The group explains that it compiles a global wealth migration review, as wealth migration figures are important to gauge a country’s economic health. It says, “For instance, if a country is losing a large number of high net worth individuals (HNWIs), it is probably due to serious problems in that country. It can also be a sign of bad things to come, as HNWIs are often the first people to leave – they have the means to leave, unlike middle-class citizens.”
In fact, the group adds that if one looks at any major country collapse in history, it is usually preceded by a migration of wealthy people away from that specific country.
When looking at the inflows and outflows of HNWIs, it seems that Australia is the biggest recipient of wealthy people moving to the country’s shores. Approximately 12 000 well-off people moved to the country over the past year.
Australia is followed by the United States with 10 800 affluent people making the states their home, with Switzerland and Canada placing in fourth and fifth place respectively.
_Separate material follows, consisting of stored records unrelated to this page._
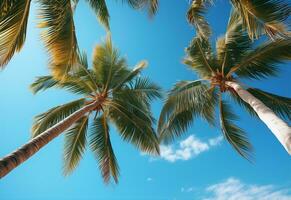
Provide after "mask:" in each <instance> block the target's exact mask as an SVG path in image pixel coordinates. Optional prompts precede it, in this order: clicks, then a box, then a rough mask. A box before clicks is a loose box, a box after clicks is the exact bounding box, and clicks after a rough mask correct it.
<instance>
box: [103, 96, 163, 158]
mask: <svg viewBox="0 0 291 200" xmlns="http://www.w3.org/2000/svg"><path fill="white" fill-rule="evenodd" d="M107 106H108V107H109V116H110V120H111V121H112V122H113V123H114V124H115V126H116V127H117V129H118V132H119V133H120V135H121V137H122V138H123V139H124V140H125V141H128V142H130V143H132V144H133V145H135V146H136V147H137V148H139V149H140V150H141V151H144V152H147V153H150V154H158V153H159V144H158V139H157V136H156V134H155V130H154V128H153V127H152V125H153V118H152V116H151V113H150V112H149V110H148V109H146V107H145V106H143V104H142V103H141V102H140V101H139V100H138V99H134V100H133V99H128V102H126V101H119V100H117V99H116V100H114V101H110V102H107Z"/></svg>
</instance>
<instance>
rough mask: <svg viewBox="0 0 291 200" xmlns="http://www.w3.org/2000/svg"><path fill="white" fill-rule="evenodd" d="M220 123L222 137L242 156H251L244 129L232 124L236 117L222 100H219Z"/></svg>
mask: <svg viewBox="0 0 291 200" xmlns="http://www.w3.org/2000/svg"><path fill="white" fill-rule="evenodd" d="M219 107H220V124H221V129H222V132H223V134H224V137H225V138H226V139H227V141H228V142H229V143H230V144H231V145H232V146H233V148H234V149H235V150H236V151H237V152H238V153H239V154H240V155H241V156H242V157H244V158H246V159H250V158H251V151H252V146H251V144H250V143H249V141H248V138H247V136H246V134H245V133H244V131H243V130H242V129H241V128H239V127H238V126H236V125H235V124H234V121H235V120H237V119H238V117H237V116H236V115H235V114H234V113H233V112H232V110H231V109H230V105H228V104H226V103H225V102H223V101H222V100H220V102H219Z"/></svg>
Countries experiencing a high number of wealthy people leaving includes China, India and the Russian Federation. South Africa also falls into this list, with the report showing that just over 100 millionaires left our shores.
According to the report, Portugal continues to attract a high number of wealthy people from South Africa, China, Brazil and Russia due popular investor visa program.
Common contributing factors to why HNWIs leave their mother countries include the following:
- Safety, especially women and children
- Financial concerns
- Schooling and education opportunities for their children
- Work and business opportunities
- Healthcare systems
- Oppressive governments
- Standard of living
Looking to the future and the pandemic, the report shows that in light of the coronavirus outbreak, it is likely to become more difficult to get HNWIs to buy into traditional investor visa programs. Therefore, as a result, many programs are now expected to reduce their entry requirements for 2020/2021.
Additionally, the group expects both Australia, the US and Switzerland to remain the preferred destinations for the affluent who are looking for a new place to call home.
As a number of South Africa’s more well-to-do citizens seek to leave the country, the question now stands, can the government ensure our economy doesn’t collapse further? Or are we on a oneway path?